Le chanoine de Van Eyck ne regarde plus du même côté. Plusieurs possibilités
1 – la vierge à changé de bord.
2 – Le pape lui-même regardant dans cette direction, et comme il faut toujours regarder du côté ou regarde le souverain, fut-il de surcroit pontife, il s’est retourné.
J’ai lu quelque part que le chanoine Van der Peale fut « scriptor » auprès du pape. Ce qu’il vient faire ici ? Le chanoine à côté du pape Pie XII sur la photo me l’a rappelé. L’histoire de la peinture colonise les images d’actualité. Vous voyez apparaître des tableaux déjà peint.

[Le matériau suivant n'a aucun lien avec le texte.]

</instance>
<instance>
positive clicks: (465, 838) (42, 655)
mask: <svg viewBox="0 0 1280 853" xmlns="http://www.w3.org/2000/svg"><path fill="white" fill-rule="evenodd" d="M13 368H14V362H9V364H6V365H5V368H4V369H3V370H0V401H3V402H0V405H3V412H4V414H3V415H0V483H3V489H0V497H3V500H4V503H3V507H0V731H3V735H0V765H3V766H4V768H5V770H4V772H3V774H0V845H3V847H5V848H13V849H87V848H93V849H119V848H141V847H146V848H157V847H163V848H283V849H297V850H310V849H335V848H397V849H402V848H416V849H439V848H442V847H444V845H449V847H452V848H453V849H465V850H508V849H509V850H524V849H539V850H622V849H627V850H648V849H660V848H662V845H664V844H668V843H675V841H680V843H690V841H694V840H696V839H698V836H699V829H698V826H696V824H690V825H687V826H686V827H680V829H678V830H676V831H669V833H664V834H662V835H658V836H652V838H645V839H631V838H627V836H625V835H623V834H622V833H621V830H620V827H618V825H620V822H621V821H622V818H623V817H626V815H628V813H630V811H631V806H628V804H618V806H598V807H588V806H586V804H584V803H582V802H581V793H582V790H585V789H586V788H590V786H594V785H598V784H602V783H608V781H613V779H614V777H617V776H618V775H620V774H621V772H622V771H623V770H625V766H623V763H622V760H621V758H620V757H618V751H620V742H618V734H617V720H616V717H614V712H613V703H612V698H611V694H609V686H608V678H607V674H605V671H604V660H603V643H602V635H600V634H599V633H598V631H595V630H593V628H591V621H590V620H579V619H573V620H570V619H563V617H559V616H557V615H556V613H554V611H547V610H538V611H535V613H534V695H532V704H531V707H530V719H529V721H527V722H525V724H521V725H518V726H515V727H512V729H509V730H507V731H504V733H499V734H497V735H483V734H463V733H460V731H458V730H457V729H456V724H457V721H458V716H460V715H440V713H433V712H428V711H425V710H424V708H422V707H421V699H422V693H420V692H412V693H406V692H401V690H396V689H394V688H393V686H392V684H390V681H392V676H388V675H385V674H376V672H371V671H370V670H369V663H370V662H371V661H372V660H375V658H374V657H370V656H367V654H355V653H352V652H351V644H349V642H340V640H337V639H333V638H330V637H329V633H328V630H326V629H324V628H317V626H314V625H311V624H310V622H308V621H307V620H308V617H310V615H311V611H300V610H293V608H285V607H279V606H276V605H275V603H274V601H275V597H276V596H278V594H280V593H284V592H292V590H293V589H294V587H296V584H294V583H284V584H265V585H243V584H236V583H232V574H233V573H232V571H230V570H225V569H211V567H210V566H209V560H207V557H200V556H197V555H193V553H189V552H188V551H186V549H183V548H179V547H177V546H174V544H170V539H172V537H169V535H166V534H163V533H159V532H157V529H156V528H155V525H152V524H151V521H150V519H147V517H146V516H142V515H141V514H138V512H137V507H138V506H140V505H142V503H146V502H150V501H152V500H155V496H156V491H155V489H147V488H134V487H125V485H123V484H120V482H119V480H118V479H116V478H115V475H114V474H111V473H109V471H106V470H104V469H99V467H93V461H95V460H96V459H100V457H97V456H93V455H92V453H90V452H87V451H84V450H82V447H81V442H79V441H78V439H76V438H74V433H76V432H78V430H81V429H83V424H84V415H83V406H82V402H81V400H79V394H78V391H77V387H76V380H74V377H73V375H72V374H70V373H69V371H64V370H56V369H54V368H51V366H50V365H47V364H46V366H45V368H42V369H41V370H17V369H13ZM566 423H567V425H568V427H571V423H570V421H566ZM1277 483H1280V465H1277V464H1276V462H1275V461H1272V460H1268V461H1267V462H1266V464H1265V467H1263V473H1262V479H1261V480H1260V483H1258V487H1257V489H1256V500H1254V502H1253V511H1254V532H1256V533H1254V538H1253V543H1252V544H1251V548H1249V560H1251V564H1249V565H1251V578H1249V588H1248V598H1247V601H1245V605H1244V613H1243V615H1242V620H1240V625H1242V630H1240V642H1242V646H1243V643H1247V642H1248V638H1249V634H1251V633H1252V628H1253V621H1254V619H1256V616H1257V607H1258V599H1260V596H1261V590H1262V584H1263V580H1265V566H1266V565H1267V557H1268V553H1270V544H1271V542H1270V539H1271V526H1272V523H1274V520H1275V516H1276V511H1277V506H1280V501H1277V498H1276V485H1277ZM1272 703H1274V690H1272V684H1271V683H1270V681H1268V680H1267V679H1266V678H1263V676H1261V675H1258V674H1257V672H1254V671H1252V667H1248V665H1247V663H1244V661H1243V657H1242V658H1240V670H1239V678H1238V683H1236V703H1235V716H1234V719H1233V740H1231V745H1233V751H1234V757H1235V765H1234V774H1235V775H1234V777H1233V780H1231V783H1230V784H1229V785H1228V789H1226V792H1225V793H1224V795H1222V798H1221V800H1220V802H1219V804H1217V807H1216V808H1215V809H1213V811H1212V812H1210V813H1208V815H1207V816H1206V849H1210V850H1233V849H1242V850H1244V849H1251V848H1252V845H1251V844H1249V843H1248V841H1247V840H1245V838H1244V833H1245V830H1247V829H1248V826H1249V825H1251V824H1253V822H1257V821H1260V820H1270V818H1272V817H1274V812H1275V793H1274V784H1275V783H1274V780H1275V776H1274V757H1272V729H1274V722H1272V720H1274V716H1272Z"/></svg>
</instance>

Sur les images copiées à l’écran (72 ppp), il manque des informations. Si je cherche à les peindre au plus prêt, je suis forcé de donner à mon tour des informations, là où il n’y a que noir, gris, blanc indistincts (forme sans sens précis).
Je fouille, je cherche à comprendre comment telle forme (ou telle tache) peut se relier à telle autre. Tel personnage devient moustachu, tel objet doit prendre la forme d’un objet « similaire » que je connais. Je ne trouverai pas, parviendrais-je à une vraisemblance tout au plus.
Je reconstitue une image et la présente est faite de suppressions, de recoupements, de conjectures.
Le pape Pie XII meurt le 9 octobre 1958.